端午の節句が過ぎても強めの風のなかを泳ぐ鯉のぼりを見て、 桃の節句へと連想が広がって思い出したことがあった。
今住んでいるあたりでは節句は月遅れだと聞いているので、 世間で言う節句が過ぎても、きっと大丈夫なんだろうな、と思ってはいる。

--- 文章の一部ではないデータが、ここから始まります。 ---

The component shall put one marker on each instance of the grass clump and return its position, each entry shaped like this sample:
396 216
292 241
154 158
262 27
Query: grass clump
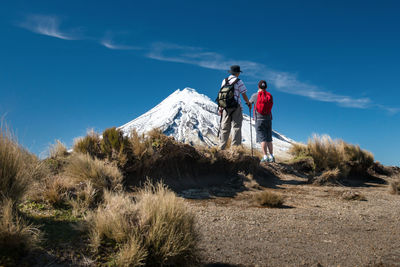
18 168
90 144
54 190
154 229
327 177
395 186
58 150
334 158
351 195
82 168
169 234
17 237
268 199
115 146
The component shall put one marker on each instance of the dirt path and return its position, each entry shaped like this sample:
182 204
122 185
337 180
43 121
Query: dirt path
316 227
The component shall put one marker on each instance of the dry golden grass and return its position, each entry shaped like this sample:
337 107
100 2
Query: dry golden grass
395 186
351 195
327 177
132 253
18 168
82 168
155 229
16 236
58 150
54 190
169 233
268 199
90 144
115 219
329 154
139 146
86 197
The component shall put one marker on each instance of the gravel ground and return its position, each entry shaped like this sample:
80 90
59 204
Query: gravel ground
316 227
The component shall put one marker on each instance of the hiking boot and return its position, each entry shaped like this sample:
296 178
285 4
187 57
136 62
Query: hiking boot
271 158
264 159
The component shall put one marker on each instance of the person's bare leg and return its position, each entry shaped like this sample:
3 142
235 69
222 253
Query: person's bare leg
264 148
270 148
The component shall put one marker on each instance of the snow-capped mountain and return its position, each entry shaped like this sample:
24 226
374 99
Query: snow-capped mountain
192 118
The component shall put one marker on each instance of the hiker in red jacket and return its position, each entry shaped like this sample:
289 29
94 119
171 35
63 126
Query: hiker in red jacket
263 116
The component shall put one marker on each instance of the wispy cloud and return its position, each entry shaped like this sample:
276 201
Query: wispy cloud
46 25
111 45
282 81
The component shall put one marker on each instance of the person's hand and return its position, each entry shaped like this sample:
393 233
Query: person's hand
249 105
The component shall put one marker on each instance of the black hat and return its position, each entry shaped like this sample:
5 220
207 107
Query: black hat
262 84
234 69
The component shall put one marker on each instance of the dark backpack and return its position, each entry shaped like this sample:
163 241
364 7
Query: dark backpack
226 96
264 103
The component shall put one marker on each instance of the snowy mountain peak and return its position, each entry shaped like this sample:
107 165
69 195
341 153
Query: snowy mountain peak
193 118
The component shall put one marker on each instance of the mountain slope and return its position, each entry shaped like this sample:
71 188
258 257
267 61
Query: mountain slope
192 118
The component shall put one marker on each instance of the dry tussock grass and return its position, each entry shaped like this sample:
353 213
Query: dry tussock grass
170 236
58 150
395 186
268 199
327 177
54 190
16 236
155 229
82 168
351 195
18 168
85 197
329 154
90 144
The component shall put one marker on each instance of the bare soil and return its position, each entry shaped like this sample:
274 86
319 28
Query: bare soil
315 227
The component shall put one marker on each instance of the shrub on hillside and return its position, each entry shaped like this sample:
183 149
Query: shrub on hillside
83 168
18 168
58 150
155 229
16 236
54 190
395 186
327 177
90 144
115 146
268 199
329 154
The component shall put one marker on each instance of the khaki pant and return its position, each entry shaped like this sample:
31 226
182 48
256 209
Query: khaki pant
231 119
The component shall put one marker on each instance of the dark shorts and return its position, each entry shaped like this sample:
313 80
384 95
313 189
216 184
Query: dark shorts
264 131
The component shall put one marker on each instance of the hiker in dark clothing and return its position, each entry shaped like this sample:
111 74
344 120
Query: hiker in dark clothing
232 114
262 114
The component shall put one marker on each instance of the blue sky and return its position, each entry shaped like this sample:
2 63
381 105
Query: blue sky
332 66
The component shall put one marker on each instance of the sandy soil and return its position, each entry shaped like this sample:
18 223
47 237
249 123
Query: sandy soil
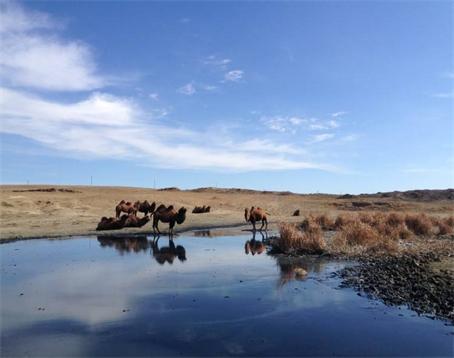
27 214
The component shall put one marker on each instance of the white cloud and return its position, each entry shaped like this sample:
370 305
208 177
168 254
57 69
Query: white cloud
321 137
154 96
34 59
338 114
234 76
217 62
104 126
443 95
187 89
290 124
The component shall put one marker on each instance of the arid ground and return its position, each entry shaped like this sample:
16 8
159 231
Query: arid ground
76 210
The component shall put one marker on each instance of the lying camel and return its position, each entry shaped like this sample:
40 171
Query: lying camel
168 215
145 207
126 207
111 223
201 209
254 215
168 253
134 221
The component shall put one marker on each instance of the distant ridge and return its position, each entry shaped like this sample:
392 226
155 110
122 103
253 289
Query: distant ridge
420 195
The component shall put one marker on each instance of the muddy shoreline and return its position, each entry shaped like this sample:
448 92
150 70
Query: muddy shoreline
407 280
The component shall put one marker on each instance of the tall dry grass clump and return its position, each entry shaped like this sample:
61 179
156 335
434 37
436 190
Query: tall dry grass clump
419 224
309 241
359 236
325 222
443 226
343 220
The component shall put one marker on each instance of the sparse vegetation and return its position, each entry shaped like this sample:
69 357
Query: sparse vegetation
419 224
363 232
309 240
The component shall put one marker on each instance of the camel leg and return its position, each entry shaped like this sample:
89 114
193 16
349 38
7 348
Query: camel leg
171 225
263 223
155 225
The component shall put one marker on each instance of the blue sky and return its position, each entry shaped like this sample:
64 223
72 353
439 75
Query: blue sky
332 96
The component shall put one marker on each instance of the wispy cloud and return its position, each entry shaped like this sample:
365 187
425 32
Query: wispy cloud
154 96
188 89
33 58
104 126
338 114
290 124
100 125
321 137
234 75
443 95
213 60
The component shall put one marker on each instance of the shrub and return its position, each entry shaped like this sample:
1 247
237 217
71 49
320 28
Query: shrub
395 220
325 222
308 241
365 237
343 220
419 224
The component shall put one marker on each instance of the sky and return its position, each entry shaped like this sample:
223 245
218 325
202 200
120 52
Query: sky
306 96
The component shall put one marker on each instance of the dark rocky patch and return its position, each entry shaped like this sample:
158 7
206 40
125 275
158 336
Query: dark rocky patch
405 280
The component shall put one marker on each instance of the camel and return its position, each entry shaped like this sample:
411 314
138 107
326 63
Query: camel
168 253
125 206
145 207
168 215
133 221
111 223
254 215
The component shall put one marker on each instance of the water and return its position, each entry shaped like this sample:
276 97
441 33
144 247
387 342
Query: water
90 296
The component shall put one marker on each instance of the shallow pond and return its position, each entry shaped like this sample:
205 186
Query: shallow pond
201 295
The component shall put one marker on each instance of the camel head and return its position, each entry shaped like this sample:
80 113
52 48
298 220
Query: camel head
152 207
181 215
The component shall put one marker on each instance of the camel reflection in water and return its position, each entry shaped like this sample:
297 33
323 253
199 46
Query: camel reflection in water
125 244
290 268
137 244
255 247
167 253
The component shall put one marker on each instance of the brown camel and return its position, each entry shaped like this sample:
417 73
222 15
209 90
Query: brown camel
111 223
125 206
168 215
168 253
145 207
254 215
134 221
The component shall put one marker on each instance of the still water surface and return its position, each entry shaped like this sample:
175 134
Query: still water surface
200 295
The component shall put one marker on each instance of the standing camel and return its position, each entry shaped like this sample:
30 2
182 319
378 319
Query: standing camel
168 215
254 215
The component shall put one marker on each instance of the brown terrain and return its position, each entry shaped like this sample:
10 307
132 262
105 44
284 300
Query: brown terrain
29 211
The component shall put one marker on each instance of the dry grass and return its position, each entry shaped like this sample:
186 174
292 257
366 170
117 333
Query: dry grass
419 224
361 237
309 241
325 222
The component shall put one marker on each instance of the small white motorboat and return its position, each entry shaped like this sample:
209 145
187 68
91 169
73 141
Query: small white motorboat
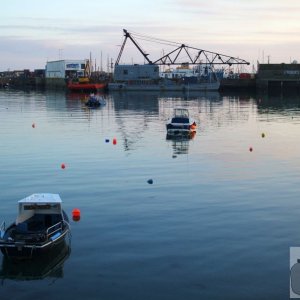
181 121
41 225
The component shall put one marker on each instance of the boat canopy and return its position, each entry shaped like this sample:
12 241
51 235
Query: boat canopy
181 113
38 204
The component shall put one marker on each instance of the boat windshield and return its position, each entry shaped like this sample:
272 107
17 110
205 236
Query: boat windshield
181 112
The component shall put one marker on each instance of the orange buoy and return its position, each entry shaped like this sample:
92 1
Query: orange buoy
76 214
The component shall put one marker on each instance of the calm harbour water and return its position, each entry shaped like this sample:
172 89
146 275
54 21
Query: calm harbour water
217 222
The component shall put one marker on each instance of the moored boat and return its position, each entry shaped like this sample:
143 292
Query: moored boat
95 101
181 121
41 225
85 85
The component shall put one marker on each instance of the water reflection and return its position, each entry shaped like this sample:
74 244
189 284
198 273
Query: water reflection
48 265
180 141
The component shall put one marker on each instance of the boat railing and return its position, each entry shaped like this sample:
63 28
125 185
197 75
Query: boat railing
54 229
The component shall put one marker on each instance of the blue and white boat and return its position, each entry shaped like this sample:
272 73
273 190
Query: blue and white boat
41 225
181 122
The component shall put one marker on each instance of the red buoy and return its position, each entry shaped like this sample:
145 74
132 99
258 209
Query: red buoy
76 214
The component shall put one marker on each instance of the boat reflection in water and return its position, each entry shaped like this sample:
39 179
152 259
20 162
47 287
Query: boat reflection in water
48 264
180 141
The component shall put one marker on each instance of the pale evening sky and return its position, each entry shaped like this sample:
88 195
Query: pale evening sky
34 31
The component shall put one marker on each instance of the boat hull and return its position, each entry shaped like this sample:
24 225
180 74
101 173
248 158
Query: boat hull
22 250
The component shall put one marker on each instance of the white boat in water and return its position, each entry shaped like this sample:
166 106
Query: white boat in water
181 122
41 225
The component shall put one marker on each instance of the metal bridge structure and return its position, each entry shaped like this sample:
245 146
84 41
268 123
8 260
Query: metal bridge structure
194 56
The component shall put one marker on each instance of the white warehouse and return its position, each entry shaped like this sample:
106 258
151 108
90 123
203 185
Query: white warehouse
65 68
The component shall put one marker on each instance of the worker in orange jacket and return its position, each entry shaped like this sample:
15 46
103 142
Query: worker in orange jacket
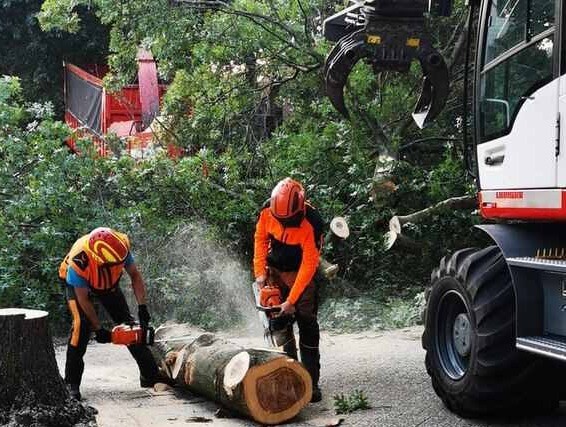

昔、彼氏と結婚話が出たあたりの桃の節句の頃、 ひな壇をそのまま出すのは体力的にちょっと大変だったから、 母はお雛様とお内裏様だけを床の間に出して飾ってくれた。 (過去、実家に姉も私もいないのに、3月にお雛様を飾っていてくれたこともあった)
きっとこれが最後に私が見るお雛様だと思ってくれたのだと思う。 その気遣いが嬉しくて、お雛様とお内裏様の写メを彼氏に見せたりした。 色々噛み合わない部分はあったけれど、そのまま嫁ぐのだと思っていた。 それはそれで、幸せだった。
雛人形をしまうのが遅れるといき遅れるという、 母も私もそれが怖くて、3/3を過ぎたらさっさと雛人形をしまった。 その甲斐もなく、未だに「結婚できなーい」と言っては周囲を引かせている。 雛人形を飾った母の気持ちに、応えられないでいる。 そんなふうに、鯉のぼりを見ただけで色々思って泣きそうになったけれど、 周囲の目が気になって何事もなかったかのように振舞った。